Replace Halogen Light Bulbs
Our house at 100 Prince Street has two rooms, the upstairs bath and the downstairs kitchen, that are lit with halogen light bulbs on tracks. Each track holds four 50 watt bulbs. The bulbs are hot, burn out a lot, and are expensive to replace ($17 for a package of three).
I’d always been under the impression that there was something special about the whole halogen-lighting setup, and that these were bulbs we couldn’t replace unless we replaced the fixtures; a helpful clerk at Canadian Tire disabused me of this notion this afternoon, telling me and another guy with the same issue that although a compact fluorescent replacement might stick out a little more, there’s no problem with swapping out halogen and replacing them.
And so I bought two packages of two 9 watt ECObulbPLUS compact fluorescent bulbs to retrofit the bulbs in the upstairs bath — three of them burnt out over the last week anyway, so it was high time.
The new bulbs were just a little longer than the ones they replace, but because the fixtures aren’t the kind where the bulbs are flush, this didn’t matter at all.

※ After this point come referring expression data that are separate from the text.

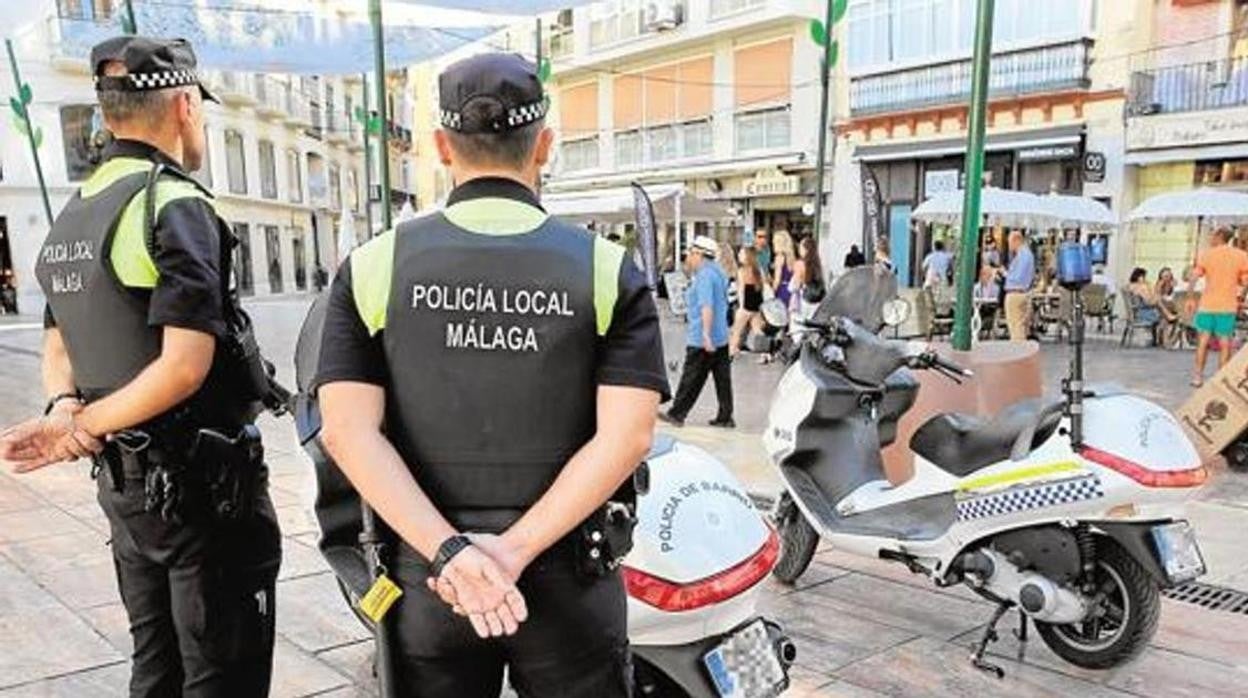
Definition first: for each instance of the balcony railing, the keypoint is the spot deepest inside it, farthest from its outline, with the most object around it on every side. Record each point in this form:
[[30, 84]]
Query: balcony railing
[[1189, 88], [1057, 66]]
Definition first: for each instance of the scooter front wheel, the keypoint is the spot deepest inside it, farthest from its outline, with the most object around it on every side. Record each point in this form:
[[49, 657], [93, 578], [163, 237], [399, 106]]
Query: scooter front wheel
[[798, 541], [1122, 621]]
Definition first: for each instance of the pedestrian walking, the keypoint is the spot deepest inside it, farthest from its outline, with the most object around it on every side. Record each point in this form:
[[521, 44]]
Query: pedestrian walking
[[145, 370], [489, 377], [706, 337], [1018, 280], [1224, 269]]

The light is only slightly less “warm feeling” than the halogens, and not at all like the “fluorescent-lit 1975 high school history classroom in the middle of winter”-light I assumed I might be ending up with:
I replaced 200 watts of bulbs with 36 watts of bulbs. Assuming we have the bathroom lights on for 2 hours a day, or 730 hours a year, that would mean that, before the change, we were using 146 kilowatt hours to light the bathroom every year, for a cost, at the Maritime Electric rate of 15.15 cents/kwh, of $22.11 per year.
After swapping in the new bulbs we’ll use 26.28 kwh/year for a cost of $3.98/year. The bulbs were on sale for $10 per package, so the $20 total cost will be paid for in the first year of the bulbs 9-year rated lifespan.
Next stop: the kitchen. There are six of the 50 watt halogen bulbs there that need replacing, and the Canadian Tire sale is still on.